I also wonder about the effect of all that burning. But since mature oak trees were needed for acorns etc, I would think the Indians would take care to maintain lots! When I visited Yosemite a few years ago, a ranger pointed out the difference in the landscape now the Indians are not doing all that burning, and they were considering what to do - let the bushes grow back, or what. I'll have to do a little more research to find out more.
Congratulations on getting your property more defensible...seems like it's a never ending task here, but an important one no less!

I've always been impressed at the Native American's diverse use of plants, and their approach to management of the lands. Daniel E. Moerman's text "Native American Ethnobotany" makes for a fascinating, albeit hefty read in regards to the myriad of uses of many of our common natives if you happen to chance upon a copy.

In some respects I think it's unfortunate that we don't manage some of the wild-lands here with controlled burns anymore. So much fuel accumulates now, that when fires do start, they quickly become raging out of control infernos.
Country Mouse said…
Yes, never ending - in fact I'm looking forward to going in to that cleared area and tidying up a bit more. I had asked Huerta's to come back and take the chips off of the trunks where they had let it pile up, and they did that this morning in fact. I'll do a little more selective pruning on the part that is left thick so it doesn't look quite so - hacked. That book you mention sounds interesting. The book I quoted from has a lot of info in its second half about the plants used (not as in depth no doubt as the ethnobotany tome you mention), and it led me to wondering if I could do some native edible plant cultivation, even just in a small way, and explore that aspect of native plants. Be an interesting stall at the farmer's market, eh?!
debsgarden said…
It seems that the practice of controlled burning would help to diminish the devastating wild fires seen in modern times, as well as preserve the natural flora and fauna of the region.
It's always fascinating reading posts about areas in which fire is a danger. Here in SE Michigan, the city of Ann Arbor uses controlled burns (as did the native Americans, as you discuss) to control invasive populations. Some native plants even require fire to thrive. I find fire fascinating and friendly, and even though I live somewhere with only a 6-month growing season, I'm glad I never have to think of fire in fear!!
susan morrison said…
Two years ago, someone abandoned a car and set it on fire right in front of our house. Although nothing in my front yard caught on fire, by the time the fire department came, a lot of the plants were scorched. I noticed that within a few months plants that are normally well behaved had reseeded prolifically and I wondered if it was a response to the fire.
NellJean said…
Here are two links that someone might find helpful. The first is from Bugwood, intended for the Southeastern States, but with principles that may apply anywhere:

Prescribed Burns

the second is a link to National Interagency Fire Center's Quadrennial Fire Review:

Fire Review
Elephant's Eye said…
For us non-Californians - what is that tree/shrub in your pictures? Is chaparral an actual plant, as well as a type of vegetation? Those burnished bronze 'twisted willow' branches look eminently garden worthy!
Town Mouse said…
Ah, those are Arctostaphylos or Manzanita. Country Mouse has done several posts about the Arctostaphylos on her property, just search the blog.

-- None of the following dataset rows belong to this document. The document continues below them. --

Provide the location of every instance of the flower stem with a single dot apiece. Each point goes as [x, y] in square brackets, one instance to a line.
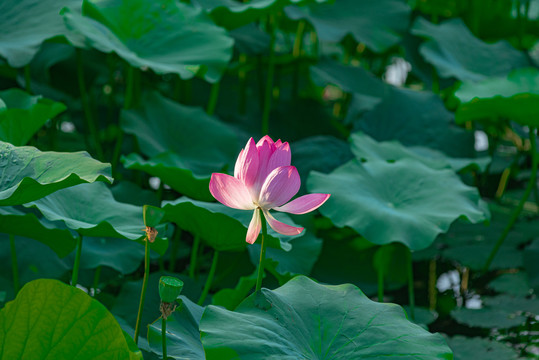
[209, 280]
[262, 253]
[520, 206]
[144, 286]
[90, 123]
[269, 82]
[97, 275]
[194, 253]
[27, 79]
[76, 265]
[128, 103]
[410, 272]
[164, 336]
[380, 285]
[14, 264]
[174, 248]
[214, 95]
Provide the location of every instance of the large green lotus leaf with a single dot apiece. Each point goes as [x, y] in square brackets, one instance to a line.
[219, 226]
[122, 255]
[52, 320]
[320, 153]
[163, 126]
[470, 245]
[377, 24]
[456, 52]
[502, 311]
[465, 348]
[396, 202]
[30, 174]
[166, 36]
[305, 320]
[26, 24]
[366, 148]
[174, 172]
[34, 261]
[24, 115]
[368, 90]
[183, 336]
[232, 14]
[15, 222]
[90, 209]
[514, 97]
[416, 118]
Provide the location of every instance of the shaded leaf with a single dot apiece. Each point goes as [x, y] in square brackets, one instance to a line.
[16, 222]
[513, 97]
[167, 37]
[26, 24]
[31, 174]
[24, 115]
[49, 319]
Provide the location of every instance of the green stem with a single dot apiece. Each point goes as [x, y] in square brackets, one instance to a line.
[242, 78]
[144, 286]
[262, 253]
[14, 264]
[174, 249]
[97, 275]
[214, 95]
[27, 79]
[209, 280]
[164, 337]
[128, 102]
[411, 295]
[269, 82]
[90, 123]
[194, 257]
[520, 206]
[75, 276]
[380, 285]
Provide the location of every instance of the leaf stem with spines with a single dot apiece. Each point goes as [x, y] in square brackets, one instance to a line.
[520, 206]
[262, 252]
[14, 265]
[144, 286]
[209, 280]
[76, 265]
[268, 91]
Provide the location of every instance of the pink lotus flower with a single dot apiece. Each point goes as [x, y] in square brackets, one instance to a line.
[263, 179]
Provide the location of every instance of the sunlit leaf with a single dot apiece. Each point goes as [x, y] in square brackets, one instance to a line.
[367, 149]
[377, 24]
[303, 319]
[91, 210]
[31, 174]
[399, 202]
[49, 319]
[456, 52]
[514, 97]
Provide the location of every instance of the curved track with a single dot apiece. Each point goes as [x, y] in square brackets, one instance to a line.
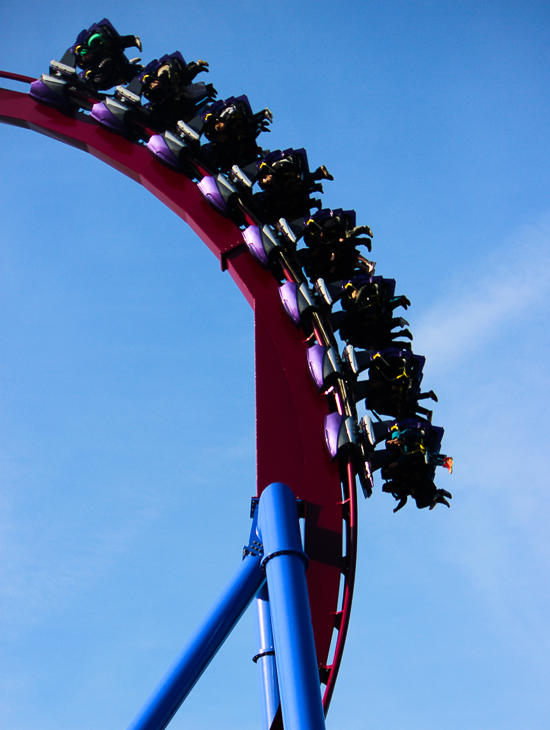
[289, 410]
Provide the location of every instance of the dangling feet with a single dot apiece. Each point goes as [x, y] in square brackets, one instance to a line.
[325, 174]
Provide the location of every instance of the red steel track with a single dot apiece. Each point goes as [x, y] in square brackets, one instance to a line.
[289, 410]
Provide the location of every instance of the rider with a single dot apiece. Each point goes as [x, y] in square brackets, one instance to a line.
[99, 51]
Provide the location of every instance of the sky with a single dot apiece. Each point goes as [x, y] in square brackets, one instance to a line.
[127, 402]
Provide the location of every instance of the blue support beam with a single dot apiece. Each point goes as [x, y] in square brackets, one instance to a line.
[285, 565]
[265, 660]
[202, 647]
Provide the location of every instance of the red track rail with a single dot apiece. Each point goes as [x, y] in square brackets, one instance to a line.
[289, 411]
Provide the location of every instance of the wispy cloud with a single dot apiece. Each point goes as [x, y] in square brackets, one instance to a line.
[497, 414]
[483, 302]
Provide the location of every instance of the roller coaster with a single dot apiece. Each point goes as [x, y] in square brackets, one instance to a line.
[322, 318]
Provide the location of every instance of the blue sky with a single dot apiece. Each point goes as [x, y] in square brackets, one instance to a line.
[127, 447]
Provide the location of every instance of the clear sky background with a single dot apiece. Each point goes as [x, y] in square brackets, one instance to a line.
[127, 441]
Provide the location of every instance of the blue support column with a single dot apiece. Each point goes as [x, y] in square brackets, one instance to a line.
[201, 649]
[265, 659]
[285, 564]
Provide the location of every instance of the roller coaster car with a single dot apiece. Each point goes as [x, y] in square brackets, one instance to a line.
[285, 183]
[366, 320]
[99, 51]
[393, 385]
[231, 128]
[331, 237]
[423, 490]
[409, 460]
[172, 97]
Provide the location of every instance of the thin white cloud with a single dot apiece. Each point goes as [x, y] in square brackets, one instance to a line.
[484, 302]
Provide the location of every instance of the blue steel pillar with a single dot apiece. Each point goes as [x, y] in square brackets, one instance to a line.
[265, 659]
[285, 564]
[202, 647]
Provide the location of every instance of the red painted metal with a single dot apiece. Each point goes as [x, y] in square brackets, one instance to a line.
[289, 411]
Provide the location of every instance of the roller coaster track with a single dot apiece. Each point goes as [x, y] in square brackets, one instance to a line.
[290, 413]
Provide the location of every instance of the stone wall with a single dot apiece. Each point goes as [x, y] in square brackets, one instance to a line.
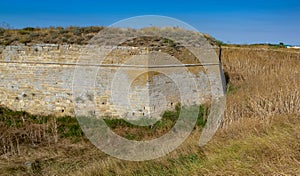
[40, 79]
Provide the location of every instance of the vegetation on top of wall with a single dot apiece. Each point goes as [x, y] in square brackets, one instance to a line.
[53, 35]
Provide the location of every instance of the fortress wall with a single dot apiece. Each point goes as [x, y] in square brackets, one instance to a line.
[39, 78]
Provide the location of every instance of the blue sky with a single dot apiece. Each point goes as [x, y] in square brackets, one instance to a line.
[230, 21]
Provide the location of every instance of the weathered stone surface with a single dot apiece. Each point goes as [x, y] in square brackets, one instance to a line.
[39, 79]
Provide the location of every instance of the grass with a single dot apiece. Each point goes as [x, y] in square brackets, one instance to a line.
[260, 132]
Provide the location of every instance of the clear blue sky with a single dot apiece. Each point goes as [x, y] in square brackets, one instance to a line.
[235, 21]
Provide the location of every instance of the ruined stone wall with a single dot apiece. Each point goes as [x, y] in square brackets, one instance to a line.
[39, 78]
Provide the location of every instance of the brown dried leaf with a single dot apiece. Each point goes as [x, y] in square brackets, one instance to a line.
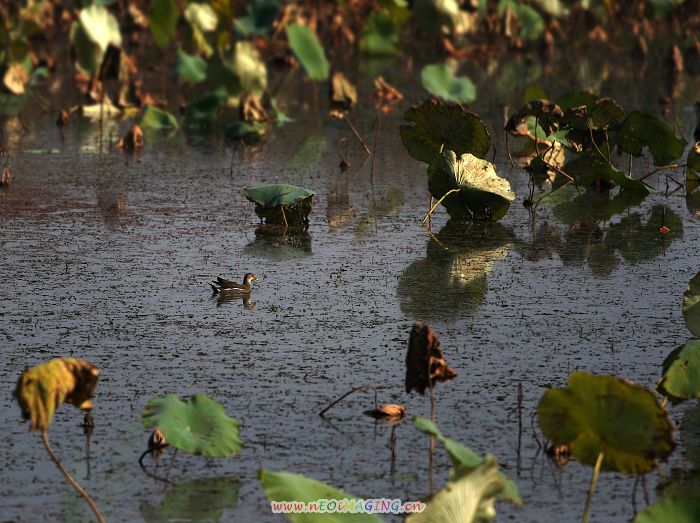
[41, 389]
[132, 140]
[386, 97]
[16, 77]
[424, 360]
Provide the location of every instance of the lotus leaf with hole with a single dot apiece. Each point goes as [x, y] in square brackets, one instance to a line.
[605, 414]
[199, 425]
[676, 509]
[286, 486]
[440, 127]
[468, 497]
[691, 306]
[640, 130]
[464, 457]
[480, 194]
[680, 379]
[281, 203]
[42, 389]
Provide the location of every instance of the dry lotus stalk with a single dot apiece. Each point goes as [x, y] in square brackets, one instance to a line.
[132, 140]
[42, 389]
[386, 97]
[424, 353]
[391, 411]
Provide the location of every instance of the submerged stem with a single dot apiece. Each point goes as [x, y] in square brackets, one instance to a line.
[591, 489]
[71, 480]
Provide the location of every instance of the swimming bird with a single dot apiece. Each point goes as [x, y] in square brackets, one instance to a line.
[222, 286]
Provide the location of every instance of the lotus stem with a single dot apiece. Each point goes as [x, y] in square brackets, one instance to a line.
[71, 480]
[357, 136]
[438, 203]
[591, 489]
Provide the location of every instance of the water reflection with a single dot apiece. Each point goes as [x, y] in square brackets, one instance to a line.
[279, 243]
[451, 281]
[197, 500]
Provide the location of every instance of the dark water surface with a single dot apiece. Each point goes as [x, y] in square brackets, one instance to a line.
[108, 258]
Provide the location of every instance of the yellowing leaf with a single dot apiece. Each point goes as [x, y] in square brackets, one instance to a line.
[42, 389]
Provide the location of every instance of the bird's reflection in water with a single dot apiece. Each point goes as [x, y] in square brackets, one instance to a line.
[223, 299]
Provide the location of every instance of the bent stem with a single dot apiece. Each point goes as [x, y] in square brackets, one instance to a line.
[438, 203]
[594, 480]
[71, 480]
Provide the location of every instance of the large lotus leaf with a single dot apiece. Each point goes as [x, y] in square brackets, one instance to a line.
[281, 203]
[41, 389]
[162, 20]
[441, 127]
[676, 509]
[155, 118]
[199, 425]
[680, 379]
[286, 486]
[600, 116]
[440, 80]
[640, 130]
[468, 497]
[463, 457]
[691, 305]
[197, 500]
[100, 26]
[308, 51]
[606, 414]
[483, 195]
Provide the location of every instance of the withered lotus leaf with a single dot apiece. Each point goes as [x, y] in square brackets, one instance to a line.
[42, 389]
[424, 353]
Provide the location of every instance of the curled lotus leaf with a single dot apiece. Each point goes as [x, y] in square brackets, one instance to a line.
[480, 194]
[441, 126]
[595, 414]
[41, 389]
[681, 373]
[198, 426]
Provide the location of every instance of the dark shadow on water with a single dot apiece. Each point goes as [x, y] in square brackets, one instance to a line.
[273, 242]
[197, 500]
[451, 281]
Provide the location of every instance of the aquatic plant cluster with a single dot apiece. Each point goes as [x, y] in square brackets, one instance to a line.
[577, 149]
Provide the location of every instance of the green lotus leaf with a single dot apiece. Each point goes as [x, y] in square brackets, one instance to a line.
[443, 126]
[286, 486]
[42, 389]
[162, 20]
[155, 118]
[678, 509]
[308, 51]
[482, 194]
[680, 379]
[259, 19]
[440, 80]
[595, 414]
[197, 500]
[469, 496]
[644, 130]
[198, 426]
[463, 457]
[191, 69]
[281, 203]
[691, 305]
[692, 171]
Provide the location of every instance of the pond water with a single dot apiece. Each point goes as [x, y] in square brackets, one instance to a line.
[108, 258]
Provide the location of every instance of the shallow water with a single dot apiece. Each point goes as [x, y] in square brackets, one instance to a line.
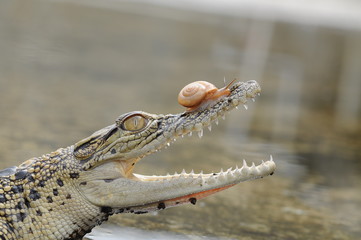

Chaparral is a plant community. Here's a link with more info than you might want http://www.californiachaparral.com/
Country Mouse said…
Yes, we both posted on manzanita as native plant of the month in January in fact - http://tmousecmouse.blogspot.com/2010/01/native-plant-of-month-manzanita.html

We are so lucky to have so many mature indigenous ones. The ones you buy are also very pretty and I think they would do well in South Africa - My neighbor grows many South African plants on the area that used to be chaparral on his property. They can be slow growing, but very rewarding I think.